In Investigative and Clinical Urology, we reported the results of quantitative prostatic PZ glandular epithelial cell density and prostatic capsule thickness and how they relate to prostate size in radical prostatectomy specimens. In this study, we found that as the volume of the prostate increases, PZ glandular epithelial cell density decreases, and prostate capsule thickness increases.7 Our data suggest that growth of the TZ in BPH causes widespread atrophy and apoptosis of PZ glands and fibrosis of the surrounding stroma. The widespread fibrosis and collagen deposition within the PZ tissues explain the thicker surgical capsule seen in larger prostate specimens as demonstrated in Investigative and Clinical Urology.7 A significant limitation of this study is that the boundary between TZ and PZ cannot be identified on histo-anatomical specimens/slides. Due to this limitation, we were unable to measure the exact thickness of the PZ itself and whether it undergoes expansion or shrinkage in growing BPH-prostates. While we cannot see the exact border of the TZ and PZ on histo-anatomical specimens, multiparametric MRI imaging is capable of visualizing the exact border between the TZ and the PZ within the prostate. Using MRI pelvic scans from a large male cohort, Sellers et al recently showed that in large BPH-prostates (above a total glandular volume of 90 ml) a significant decrease in PZ thickness occurs.8 These results suggest that as the TZ expands in BPH, it exerts pressure on the PZ that, above a certain threshold, results in thinning of the PZ.
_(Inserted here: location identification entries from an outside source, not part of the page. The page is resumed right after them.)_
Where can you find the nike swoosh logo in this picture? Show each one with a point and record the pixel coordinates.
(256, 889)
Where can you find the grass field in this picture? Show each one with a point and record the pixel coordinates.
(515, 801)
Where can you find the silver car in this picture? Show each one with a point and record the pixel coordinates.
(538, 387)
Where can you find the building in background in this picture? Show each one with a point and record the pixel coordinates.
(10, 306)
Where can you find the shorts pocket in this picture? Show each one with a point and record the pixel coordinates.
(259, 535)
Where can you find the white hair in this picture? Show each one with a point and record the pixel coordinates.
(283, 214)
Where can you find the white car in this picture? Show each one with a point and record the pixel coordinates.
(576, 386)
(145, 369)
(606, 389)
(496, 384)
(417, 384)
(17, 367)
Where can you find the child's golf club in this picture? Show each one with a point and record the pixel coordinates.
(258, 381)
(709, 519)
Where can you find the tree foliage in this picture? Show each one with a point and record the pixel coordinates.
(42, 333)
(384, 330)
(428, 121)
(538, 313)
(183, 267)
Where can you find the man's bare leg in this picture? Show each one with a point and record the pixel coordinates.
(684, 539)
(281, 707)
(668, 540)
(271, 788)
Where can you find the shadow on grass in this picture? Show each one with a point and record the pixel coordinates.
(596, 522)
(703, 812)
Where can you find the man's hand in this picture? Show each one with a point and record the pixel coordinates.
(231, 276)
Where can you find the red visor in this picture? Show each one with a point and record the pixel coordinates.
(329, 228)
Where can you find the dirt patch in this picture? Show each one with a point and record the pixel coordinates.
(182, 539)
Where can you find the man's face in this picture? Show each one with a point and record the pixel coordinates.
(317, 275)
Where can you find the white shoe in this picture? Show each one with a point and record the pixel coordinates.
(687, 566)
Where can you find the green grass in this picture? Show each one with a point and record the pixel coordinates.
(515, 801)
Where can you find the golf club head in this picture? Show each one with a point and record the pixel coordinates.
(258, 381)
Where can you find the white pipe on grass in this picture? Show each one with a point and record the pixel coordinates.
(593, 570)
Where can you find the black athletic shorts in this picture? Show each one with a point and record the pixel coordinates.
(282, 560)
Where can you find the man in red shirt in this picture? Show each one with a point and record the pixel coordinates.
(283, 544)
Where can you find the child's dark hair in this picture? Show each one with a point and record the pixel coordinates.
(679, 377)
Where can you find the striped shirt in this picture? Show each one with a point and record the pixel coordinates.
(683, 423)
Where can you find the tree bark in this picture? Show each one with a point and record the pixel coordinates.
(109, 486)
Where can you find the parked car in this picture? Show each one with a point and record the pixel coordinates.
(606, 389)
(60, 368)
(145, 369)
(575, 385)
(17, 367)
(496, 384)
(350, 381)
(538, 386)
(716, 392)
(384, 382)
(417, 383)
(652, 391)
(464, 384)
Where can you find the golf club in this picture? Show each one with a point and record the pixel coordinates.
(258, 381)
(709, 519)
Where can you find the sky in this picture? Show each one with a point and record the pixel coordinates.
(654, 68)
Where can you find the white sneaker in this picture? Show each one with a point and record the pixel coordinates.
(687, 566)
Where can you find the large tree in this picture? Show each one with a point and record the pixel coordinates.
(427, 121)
In the landmark Prostate Cancer Prevention Trial, finasteride was supposed to reduce the incidence of PCa in men treated with this 5-alpha-reductase inhibitor (5ARI). However, due to the higher incidence of aggressive PCa in the men belonging to the finasteride treatment arm, finasteride use failed to prevent PCa.9 In a recent numerical simulation study, Guillermo et al. developed a mechanically-coupled computer model of PCa growth, demonstrating that expansion of the TZ within the central gland (CG) of BPH-prostates exerts mechanical stress on co-existing PCa, and thus limiting its growth.10 In this context it should be mentioned that “central gland” (CG) is a MRI-related term of the prostate, defining the prostate gland (volume) subtracted by the PZ (which is well defined on MRI); within the central gland the other prostate zones such as the TZ cannot be well visualized on MRI, however, the CG is a good surrogate for the volume measurement of the PZ as the other zones within the CG are small. The Guillermo study mentioned above showed that 5ARI treatment caused volumetric reduction of the central gland of the prostate, resulting in reduced hydrostatic stress exerted on co-existing PCa located in the PZ, and thus creating an environment that favors more aggressive PCa.11

Summarizing clinical and scientific studies (1. Review of the literature, 2. Histo-anatomical and 3. MRI studies of the prostate, as well as 4. numerical simulation studies), all have shown overwhelming evidence of the inverse/ negative correlation between BPH-prostate size and incidence/ development of PCa: Expansion of the TZ by BPH growth causes compression of the PZ, resulting in atrophy and fibrosis of glands within the PZ and an overall reduction in the volume of the PZ.  As 80-85% of PCa arises in the PZ, and 95% of PCa is adenocarcinoma derived from the acinar epithelium [2], the atrophy, apoptosis as well as the total volume reduction of the PZ due to increased TZ volume in growing BPH apparently reduce the incidence of PCa, and thus, would explain the protective mechanism of BPH against the development of PCa. If this described phenomenon between BPH and PCa is confirmed in future studies, it will have relevant clinical implications on the diagnosis and treatment of benign prostate hyperplasia (BPH) and prostate cancer.